Reuters cited a vice minister in charge of mining as saying that China will extend a period of consolidation in the mining sector well into 2009, after high profits enabled miners to avoid merging for longer than expected.
A nearly two year effort to resolve overlapping claims and consolidate deposits being mined by several firms was to end by 2008, but Beijing had not counted on strong prices, particularly for coal, which made miners unwilling to relinquish their stakes.
Mr Wang Min vice minister of land and resources said that "The main mines have complied but we still have certain challenges with the small ones. The main difficulty is the competing interests of the players, when we wish to use economic means to persuade them to merge.
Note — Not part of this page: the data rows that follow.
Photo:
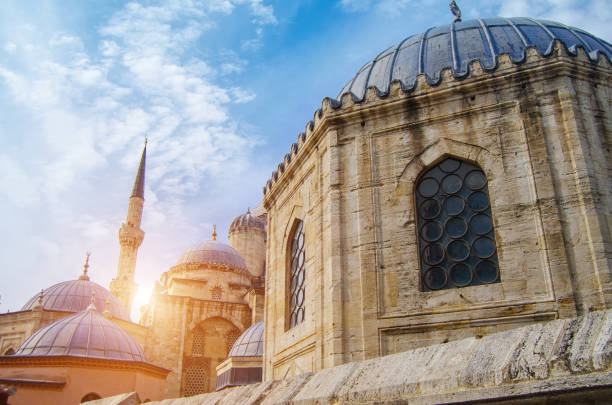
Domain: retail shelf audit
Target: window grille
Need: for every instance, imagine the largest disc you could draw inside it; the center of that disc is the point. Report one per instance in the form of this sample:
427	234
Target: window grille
197	348
455	227
296	276
195	380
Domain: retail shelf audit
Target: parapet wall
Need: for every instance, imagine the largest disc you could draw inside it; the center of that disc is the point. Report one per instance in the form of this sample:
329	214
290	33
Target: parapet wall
566	361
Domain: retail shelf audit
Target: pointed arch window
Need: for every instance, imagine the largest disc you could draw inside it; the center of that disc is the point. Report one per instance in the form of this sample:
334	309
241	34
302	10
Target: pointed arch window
455	227
297	270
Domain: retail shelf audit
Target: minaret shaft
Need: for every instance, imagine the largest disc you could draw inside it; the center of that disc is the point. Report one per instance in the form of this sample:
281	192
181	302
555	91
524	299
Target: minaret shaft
130	238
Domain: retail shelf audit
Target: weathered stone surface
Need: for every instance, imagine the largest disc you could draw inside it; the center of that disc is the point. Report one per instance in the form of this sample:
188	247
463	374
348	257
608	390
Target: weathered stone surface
512	365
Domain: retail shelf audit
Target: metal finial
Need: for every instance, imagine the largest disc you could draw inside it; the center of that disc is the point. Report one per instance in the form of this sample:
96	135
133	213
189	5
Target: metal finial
84	276
455	10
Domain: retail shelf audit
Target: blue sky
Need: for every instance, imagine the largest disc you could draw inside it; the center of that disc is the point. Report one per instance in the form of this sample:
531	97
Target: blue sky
221	87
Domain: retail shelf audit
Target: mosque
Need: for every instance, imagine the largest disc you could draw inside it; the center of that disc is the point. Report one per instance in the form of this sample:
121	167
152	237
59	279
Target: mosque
449	212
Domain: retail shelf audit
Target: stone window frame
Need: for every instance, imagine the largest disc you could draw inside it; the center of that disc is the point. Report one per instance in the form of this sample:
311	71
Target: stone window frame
449	273
296	224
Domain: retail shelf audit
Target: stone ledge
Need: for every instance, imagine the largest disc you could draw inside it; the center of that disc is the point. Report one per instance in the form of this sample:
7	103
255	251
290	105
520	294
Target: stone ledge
561	360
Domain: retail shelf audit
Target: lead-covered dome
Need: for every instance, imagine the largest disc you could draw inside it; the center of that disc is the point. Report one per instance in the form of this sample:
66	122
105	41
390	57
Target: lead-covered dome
85	334
250	343
75	296
212	252
247	220
455	45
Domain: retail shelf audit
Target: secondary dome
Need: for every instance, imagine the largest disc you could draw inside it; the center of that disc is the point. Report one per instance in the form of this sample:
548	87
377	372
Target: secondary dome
75	296
85	334
212	252
250	343
455	45
247	220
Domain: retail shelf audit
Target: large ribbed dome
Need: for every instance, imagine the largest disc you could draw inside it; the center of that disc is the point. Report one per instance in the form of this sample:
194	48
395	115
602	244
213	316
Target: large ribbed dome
247	220
212	252
455	45
75	296
250	343
85	334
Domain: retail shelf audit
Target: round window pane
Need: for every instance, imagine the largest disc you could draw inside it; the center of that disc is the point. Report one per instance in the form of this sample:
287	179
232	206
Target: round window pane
484	247
475	180
432	231
451	183
433	254
481	224
458	250
486	271
430	209
428	187
450	165
460	275
454	205
478	201
455	227
435	278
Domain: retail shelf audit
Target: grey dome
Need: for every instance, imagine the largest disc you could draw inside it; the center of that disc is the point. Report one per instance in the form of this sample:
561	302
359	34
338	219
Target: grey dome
247	220
85	334
75	296
212	252
250	343
455	45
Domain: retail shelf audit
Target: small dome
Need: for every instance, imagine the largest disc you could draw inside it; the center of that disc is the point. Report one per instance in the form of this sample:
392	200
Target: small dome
85	334
250	343
247	220
455	45
75	296
212	252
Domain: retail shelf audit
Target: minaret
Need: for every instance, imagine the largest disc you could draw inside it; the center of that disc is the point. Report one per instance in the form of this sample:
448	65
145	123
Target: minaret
130	238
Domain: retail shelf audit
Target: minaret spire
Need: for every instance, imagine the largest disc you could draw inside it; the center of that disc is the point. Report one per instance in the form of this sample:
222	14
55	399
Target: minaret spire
130	238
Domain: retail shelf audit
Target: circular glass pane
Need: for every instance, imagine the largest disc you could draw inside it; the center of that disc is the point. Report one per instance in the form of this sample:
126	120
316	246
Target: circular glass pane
484	247
458	250
430	209
433	254
475	180
451	183
435	278
461	275
481	224
432	231
455	227
450	165
454	205
478	201
428	187
486	271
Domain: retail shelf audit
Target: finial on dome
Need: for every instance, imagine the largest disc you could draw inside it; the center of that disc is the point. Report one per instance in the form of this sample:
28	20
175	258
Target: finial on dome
92	306
84	276
455	10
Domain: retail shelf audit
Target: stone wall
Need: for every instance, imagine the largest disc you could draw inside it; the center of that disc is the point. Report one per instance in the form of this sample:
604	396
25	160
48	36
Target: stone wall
541	132
564	361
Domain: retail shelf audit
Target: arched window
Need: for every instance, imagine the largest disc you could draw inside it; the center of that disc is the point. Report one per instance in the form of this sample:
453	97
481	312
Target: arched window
455	227
297	266
197	347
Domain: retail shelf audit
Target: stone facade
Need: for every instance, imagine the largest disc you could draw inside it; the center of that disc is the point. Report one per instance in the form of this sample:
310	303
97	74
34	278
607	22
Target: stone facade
541	132
566	361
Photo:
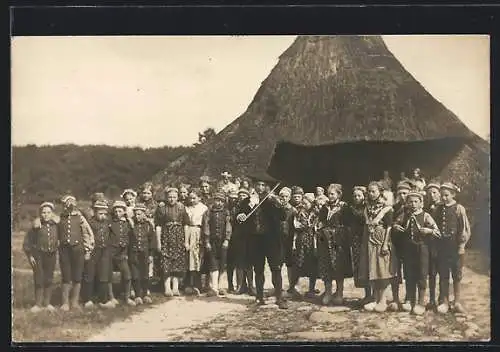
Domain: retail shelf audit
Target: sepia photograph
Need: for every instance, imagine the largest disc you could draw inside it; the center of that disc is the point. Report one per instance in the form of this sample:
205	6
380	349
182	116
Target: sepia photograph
323	188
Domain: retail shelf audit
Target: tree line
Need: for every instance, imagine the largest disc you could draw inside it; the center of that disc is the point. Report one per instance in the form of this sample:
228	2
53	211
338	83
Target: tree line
45	172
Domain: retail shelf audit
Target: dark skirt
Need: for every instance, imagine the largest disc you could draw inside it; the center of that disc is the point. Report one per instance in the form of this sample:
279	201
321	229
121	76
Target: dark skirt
334	253
173	253
304	257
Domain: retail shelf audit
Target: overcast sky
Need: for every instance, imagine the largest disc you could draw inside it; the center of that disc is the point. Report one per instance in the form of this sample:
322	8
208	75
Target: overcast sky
155	91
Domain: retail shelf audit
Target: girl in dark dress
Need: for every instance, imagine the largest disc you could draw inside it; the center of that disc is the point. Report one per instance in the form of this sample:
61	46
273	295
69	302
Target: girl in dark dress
170	225
357	227
333	244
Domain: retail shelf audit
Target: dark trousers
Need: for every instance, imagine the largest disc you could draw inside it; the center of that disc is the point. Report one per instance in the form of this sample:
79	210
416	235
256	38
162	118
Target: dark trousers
139	269
262	247
97	268
398	242
449	261
71	261
43	272
416	268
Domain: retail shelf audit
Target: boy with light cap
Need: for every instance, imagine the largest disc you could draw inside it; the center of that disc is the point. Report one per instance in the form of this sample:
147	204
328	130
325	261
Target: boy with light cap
319	191
76	240
129	196
285	195
40	246
143	243
418	227
297	195
232	253
240	237
205	191
400	209
217	232
226	186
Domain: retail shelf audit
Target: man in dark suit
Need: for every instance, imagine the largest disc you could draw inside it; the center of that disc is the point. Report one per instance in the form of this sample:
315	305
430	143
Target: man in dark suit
265	240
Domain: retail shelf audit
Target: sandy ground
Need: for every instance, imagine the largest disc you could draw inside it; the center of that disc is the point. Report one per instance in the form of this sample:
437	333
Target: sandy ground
233	318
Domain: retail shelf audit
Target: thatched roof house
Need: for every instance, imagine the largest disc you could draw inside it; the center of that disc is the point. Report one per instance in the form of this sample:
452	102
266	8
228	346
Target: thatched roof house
335	92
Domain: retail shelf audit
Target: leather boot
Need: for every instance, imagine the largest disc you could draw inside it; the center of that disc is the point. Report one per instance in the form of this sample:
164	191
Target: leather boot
75	296
65	296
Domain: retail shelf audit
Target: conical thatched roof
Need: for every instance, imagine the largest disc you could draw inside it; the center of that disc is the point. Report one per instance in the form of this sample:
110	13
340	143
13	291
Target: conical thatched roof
324	90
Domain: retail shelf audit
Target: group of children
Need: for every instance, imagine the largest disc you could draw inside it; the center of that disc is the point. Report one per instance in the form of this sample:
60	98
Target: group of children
187	233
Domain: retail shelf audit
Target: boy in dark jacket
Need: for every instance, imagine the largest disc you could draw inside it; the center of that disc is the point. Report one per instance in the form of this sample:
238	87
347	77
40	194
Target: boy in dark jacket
141	247
76	241
119	240
455	233
417	227
216	236
265	240
40	246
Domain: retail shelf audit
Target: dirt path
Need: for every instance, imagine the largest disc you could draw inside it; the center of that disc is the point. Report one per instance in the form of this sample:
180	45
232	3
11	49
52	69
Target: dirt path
233	318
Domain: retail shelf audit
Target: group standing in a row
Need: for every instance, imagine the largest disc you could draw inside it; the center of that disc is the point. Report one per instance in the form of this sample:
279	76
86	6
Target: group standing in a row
186	233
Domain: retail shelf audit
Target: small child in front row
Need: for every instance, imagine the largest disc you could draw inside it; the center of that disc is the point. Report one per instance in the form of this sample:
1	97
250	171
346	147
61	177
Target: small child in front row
217	232
455	233
40	246
142	244
119	239
76	243
304	248
417	227
433	200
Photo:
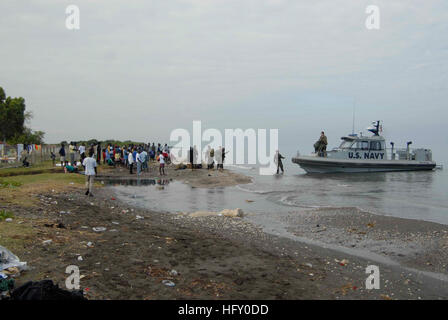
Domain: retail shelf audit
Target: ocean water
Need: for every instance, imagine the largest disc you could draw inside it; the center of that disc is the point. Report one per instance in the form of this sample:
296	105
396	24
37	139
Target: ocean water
414	195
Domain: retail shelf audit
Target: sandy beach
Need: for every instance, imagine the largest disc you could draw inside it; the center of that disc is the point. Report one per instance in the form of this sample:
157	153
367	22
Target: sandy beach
213	257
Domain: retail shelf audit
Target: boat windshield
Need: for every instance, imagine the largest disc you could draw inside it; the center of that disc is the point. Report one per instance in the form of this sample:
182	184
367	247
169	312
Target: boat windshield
346	144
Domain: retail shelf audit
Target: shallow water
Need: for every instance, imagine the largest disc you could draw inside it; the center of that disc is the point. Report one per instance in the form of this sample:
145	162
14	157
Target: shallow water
414	195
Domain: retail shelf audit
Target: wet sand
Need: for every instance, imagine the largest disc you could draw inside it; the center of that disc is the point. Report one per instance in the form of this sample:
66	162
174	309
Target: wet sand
199	178
213	257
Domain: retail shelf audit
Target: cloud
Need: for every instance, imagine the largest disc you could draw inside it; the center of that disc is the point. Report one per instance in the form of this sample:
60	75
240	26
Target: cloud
156	65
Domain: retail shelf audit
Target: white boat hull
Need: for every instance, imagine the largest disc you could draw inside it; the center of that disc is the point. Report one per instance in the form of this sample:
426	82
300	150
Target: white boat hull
313	164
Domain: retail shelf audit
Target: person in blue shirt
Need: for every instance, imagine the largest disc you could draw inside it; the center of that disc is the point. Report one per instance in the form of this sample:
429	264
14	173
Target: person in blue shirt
62	154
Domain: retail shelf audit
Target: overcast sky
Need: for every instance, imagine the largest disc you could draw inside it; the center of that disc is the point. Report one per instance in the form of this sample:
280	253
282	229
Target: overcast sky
139	69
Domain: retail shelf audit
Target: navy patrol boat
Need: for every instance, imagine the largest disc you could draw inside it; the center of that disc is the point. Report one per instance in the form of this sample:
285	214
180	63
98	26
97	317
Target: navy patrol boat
366	154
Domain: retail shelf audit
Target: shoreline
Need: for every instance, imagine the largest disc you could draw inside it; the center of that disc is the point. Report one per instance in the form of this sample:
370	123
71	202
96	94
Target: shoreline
213	257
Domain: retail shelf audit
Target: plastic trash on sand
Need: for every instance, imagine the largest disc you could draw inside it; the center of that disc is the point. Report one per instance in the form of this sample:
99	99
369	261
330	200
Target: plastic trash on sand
99	229
10	260
168	283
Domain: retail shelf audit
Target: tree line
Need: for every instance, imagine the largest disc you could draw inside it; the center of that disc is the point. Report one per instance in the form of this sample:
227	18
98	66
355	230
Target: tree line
13	116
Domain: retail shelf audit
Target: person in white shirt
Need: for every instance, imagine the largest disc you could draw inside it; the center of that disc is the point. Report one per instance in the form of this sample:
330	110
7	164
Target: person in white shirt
90	164
82	152
130	161
162	164
138	161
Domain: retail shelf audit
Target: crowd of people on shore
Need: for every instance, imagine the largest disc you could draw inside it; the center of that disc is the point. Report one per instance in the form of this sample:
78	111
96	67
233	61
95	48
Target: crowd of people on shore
127	156
139	156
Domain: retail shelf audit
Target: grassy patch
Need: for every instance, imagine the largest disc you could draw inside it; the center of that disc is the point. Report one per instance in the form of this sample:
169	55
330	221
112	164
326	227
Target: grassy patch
46	166
29	185
5	215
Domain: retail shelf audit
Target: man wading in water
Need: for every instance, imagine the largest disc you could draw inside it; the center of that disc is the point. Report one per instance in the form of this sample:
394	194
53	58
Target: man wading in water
90	164
278	160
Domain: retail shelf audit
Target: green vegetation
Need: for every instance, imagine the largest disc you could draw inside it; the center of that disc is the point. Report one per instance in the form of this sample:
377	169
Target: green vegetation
33	184
5	215
12	121
9	184
41	167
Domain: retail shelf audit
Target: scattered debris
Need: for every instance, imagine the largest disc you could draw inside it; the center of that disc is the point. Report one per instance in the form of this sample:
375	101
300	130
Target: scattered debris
168	283
10	260
99	229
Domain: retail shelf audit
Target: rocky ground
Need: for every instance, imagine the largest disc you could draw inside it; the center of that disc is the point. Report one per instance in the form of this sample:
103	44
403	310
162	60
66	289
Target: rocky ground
141	254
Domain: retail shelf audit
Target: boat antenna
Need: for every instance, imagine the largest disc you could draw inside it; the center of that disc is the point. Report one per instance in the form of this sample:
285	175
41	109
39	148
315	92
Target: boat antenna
353	121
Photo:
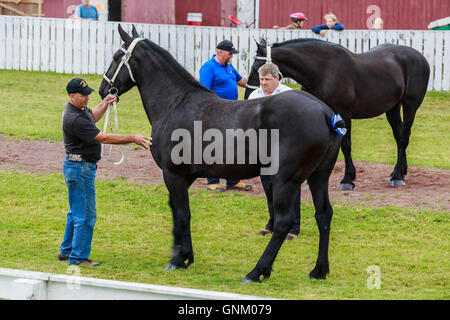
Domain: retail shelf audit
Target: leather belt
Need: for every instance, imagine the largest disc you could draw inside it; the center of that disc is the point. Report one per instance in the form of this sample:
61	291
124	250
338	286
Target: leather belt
75	157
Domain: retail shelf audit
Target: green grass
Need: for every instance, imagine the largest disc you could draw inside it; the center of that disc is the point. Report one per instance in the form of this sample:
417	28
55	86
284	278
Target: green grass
133	241
32	102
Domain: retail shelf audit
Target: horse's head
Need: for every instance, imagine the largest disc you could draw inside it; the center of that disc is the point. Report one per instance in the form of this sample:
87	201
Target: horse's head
259	60
121	74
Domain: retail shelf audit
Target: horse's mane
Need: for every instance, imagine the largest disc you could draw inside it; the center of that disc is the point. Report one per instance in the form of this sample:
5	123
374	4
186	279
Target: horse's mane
177	68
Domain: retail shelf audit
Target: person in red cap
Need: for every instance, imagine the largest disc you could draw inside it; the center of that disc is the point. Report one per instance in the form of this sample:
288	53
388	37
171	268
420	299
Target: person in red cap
297	18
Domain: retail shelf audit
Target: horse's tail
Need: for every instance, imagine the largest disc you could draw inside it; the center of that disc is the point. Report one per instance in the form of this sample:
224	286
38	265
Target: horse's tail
337	124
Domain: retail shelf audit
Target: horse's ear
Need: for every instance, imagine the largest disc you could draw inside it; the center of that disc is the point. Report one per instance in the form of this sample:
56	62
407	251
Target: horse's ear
124	36
134	32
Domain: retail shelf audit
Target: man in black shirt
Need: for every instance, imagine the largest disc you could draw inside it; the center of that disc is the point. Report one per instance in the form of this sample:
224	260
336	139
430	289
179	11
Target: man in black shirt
82	143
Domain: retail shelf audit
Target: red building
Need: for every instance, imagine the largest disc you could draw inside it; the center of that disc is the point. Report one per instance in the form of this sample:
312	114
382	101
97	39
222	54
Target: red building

We will have to continue to push and with greater force."
The ministry had envisaged creating a handful of large mining firms that could exploit domestic deposits efficiently be more responsive to environmental and safety standards, and ultimately compete internationally.
That process has partially worked, with mining in some provinces increasingly concentrated under local champions such as Western Mining in Qinghai province in the west, Hunan Nonferrous Metals Corporation Limited in the south or Jiangxi Copper in the east.
During the reorganization, some foreign mining investors reported greater difficulty in some provinces in obtaining licenses. That partly reflected Chinese planners' frustration with junior miners buying and selling stakes without fulfilling exploration commitments.